Judging by the spate of bad news of late, one could deduce that the much talked about industry downturn is now sinking its teeth in – and it would appear that its going to be more thanjust a flesh wound.
Bankruptcies and red-ink seem to be flying right, left and centre. Aloha Airlines and Oasis Airlines are the two most recent to go belly up, and many more are teetering on the brink. Alitalia, still caught up in a political tailspin has been described, most unkindly, by one industry veteran as "a flying corpse".
Even industry leaders like Singapore Airlines and Japan Airlines (this month’s cover story, p. 28), while still in the pink of health, are battening down the proverbial hatches in anticipation of worsening weather ahead.
In China, scene of enormous cargo growth, but also enormous competition for that cargo, it’s been a rough ride for some, like Shanghai Airlines which just turned in a US$62 million loss for 2007. In the US, things are dire. Delta Air Lines reported a second-quarter loss of US$18 million, though it was smaller than the one a year ago. Southwest Airlines said its earnings fell 47 per cent. And Continental Airlines projected a loss of $41.9 million. Northwest meanwhile – which has pulled its freighters off the transpacific (this month’s profile, page 34) – similarly reported a first quarter net loss of $191 million.

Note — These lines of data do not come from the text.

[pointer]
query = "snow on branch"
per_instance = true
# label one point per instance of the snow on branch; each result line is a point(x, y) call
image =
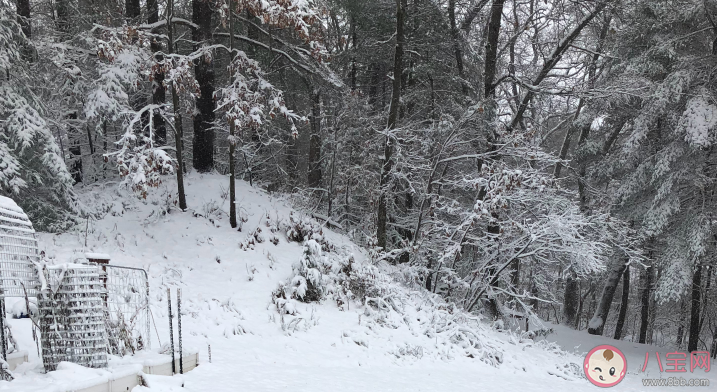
point(250, 98)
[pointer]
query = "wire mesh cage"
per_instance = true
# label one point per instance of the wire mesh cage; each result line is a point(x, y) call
point(72, 316)
point(18, 251)
point(127, 301)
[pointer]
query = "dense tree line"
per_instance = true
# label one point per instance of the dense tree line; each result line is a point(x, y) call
point(525, 159)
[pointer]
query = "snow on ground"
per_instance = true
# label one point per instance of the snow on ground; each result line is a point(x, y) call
point(227, 304)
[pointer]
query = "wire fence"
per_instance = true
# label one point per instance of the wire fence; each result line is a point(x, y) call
point(72, 317)
point(127, 301)
point(18, 251)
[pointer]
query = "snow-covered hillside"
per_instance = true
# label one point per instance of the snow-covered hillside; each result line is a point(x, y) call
point(406, 341)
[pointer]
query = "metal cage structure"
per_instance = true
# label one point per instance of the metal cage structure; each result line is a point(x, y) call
point(19, 252)
point(72, 316)
point(127, 306)
point(85, 311)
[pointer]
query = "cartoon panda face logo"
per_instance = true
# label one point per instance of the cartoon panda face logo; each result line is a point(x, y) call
point(605, 366)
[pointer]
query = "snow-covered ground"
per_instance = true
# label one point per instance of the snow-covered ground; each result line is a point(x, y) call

But its not all bad news. Lufthansa for instance reported a net profit of €57 million, while Europe’s biggest dedicated cargo carrier, Cargolux plunged into the red with a net loss of US$47 million – its first since 1993 – but only because of a US$155 million provision to cover potential fines from the global price-fixing scandal.
But one interesting area worth watching is the Russian cargo scene. Amongst all the doom and gloom, this is one market that seems to be building momentum in a very big way. Aeroflot, fresh from a batch of new aircraft orders is putting its house in order and growing volumes handsomely, Polet Cargo is doing well off the booming oil and gas sector, and the Volga-Dnepr Group – which operates the scheduled cargo airline, AirBridgeCargo – surprised everyone with a 2007 turnover of US$1.1 billion, up 51 per cent over 2006, also in large part due to the oil and gas sector. Even Moscow’s second airport, Domodedovo, is going gang-busters – in fact it’s doing so well the Russian government wants it back!
With rapidly increasing economic wealth, the country’s imports will continue to grow. With more Russians travelling abroad for holidays, this will further stoke the movement of goods, and increasingly high value goods. It may not sit well in some quarters, but Russia’s new found hydrocarbon wealth has not only moved it up quite a few rungs on the global economic hierarchy, but has also provided a welcome windfall for an increasingly worried air cargo industry.